In this Feb. 21, 2018, file photo, the Maine Department of Health and Human Services offices are seen on State Street in Augusta. Credit: Darren Fishell / BDN

The Maine Department of Health and Human Services is updating its involuntary commitment process following a state supreme court ruling that psychiatric patients may not be held for extended periods in emergency rooms without a judge getting involved.

Details are still being worked out by the Office of Behavioral Health on new rules to reflect the new precedent in the ruling late last month, said Jackie Farwell, a Maine DHHS spokesperson.

The Maine Supreme Judicial Court’s decision enforces a limit of five days, with a judge’s approval, for someone to be held in an emergency room against their will. The process starts over after five days if there’s no placement available for the patient, the court said.

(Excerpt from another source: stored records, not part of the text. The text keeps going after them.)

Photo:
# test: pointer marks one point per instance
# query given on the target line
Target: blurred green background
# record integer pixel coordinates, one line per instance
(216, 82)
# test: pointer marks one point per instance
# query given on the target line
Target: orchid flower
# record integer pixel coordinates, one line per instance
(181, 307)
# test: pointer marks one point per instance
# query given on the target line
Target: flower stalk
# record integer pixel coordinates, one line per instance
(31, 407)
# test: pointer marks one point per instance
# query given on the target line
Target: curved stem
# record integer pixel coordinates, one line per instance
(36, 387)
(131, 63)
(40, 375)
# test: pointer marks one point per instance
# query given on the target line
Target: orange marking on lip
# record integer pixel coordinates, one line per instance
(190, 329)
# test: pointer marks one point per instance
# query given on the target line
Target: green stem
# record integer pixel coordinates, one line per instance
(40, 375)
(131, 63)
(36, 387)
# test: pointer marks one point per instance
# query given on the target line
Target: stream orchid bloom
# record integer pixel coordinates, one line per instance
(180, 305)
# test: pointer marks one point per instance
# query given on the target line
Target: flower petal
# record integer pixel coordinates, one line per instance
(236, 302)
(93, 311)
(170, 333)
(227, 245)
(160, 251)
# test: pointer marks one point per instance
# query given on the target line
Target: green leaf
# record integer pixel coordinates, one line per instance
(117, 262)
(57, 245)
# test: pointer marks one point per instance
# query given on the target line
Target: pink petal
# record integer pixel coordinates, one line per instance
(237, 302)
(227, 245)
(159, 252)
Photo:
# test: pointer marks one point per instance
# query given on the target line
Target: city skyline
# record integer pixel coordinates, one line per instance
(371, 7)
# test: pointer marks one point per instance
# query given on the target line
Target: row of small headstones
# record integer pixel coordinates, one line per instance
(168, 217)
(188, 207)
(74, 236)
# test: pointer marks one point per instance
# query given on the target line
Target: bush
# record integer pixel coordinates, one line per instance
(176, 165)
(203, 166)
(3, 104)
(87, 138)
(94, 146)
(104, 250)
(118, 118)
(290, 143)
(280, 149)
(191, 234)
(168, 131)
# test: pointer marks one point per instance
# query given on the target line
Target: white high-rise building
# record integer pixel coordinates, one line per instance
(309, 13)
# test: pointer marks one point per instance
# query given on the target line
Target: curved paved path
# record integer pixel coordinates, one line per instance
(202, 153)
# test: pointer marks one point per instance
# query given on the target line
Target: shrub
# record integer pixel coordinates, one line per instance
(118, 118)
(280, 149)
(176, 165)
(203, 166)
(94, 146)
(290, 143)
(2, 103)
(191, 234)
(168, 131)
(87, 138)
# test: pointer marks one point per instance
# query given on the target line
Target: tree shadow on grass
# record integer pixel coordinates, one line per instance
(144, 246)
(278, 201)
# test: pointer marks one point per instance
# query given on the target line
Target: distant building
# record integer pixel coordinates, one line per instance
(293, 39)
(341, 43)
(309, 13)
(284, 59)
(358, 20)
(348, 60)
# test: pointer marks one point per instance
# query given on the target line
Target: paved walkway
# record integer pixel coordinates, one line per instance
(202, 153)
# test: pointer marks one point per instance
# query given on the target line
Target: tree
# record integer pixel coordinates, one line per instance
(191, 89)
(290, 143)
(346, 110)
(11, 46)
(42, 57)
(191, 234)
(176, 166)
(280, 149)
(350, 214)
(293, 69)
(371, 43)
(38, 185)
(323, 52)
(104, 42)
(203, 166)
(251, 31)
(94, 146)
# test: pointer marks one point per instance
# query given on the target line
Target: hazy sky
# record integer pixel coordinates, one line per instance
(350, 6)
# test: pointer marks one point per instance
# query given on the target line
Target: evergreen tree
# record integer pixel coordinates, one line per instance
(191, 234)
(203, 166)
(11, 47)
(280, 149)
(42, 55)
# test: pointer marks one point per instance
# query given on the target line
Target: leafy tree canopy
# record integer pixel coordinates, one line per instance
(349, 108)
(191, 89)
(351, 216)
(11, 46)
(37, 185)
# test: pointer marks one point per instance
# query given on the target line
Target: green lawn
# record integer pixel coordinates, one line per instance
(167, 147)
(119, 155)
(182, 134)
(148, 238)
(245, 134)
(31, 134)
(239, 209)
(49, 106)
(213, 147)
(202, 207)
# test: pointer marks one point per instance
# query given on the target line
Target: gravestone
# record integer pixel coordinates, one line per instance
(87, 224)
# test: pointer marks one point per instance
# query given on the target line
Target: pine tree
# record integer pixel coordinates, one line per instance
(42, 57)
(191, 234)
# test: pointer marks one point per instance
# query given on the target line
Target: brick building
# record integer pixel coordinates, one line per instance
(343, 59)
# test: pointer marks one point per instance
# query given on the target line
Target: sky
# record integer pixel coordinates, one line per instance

The court ruled unanimously in favor of a patient who was held for a month against his will last year in the LincolnHealth Miles Campus Hospital emergency room in Damariscotta.

Meegan Burbank, an attorney for the man, said she’s pleased by the state’s willingness to revise its process, but said it doesn’t make up for the fact there aren’t enough psychiatric hospital beds.

“This doesn’t fix a problem. It shines a light on a problem,” Burbank told the Portland Press Herald.

The hospital thought it was working in everyone’s best interests and was following forms and instructions provided by DHHS, MaineHealth attorney Jim Bailinson said.

“We welcome the increased guidance,” he said. “We just haven’t had a mechanism until now.”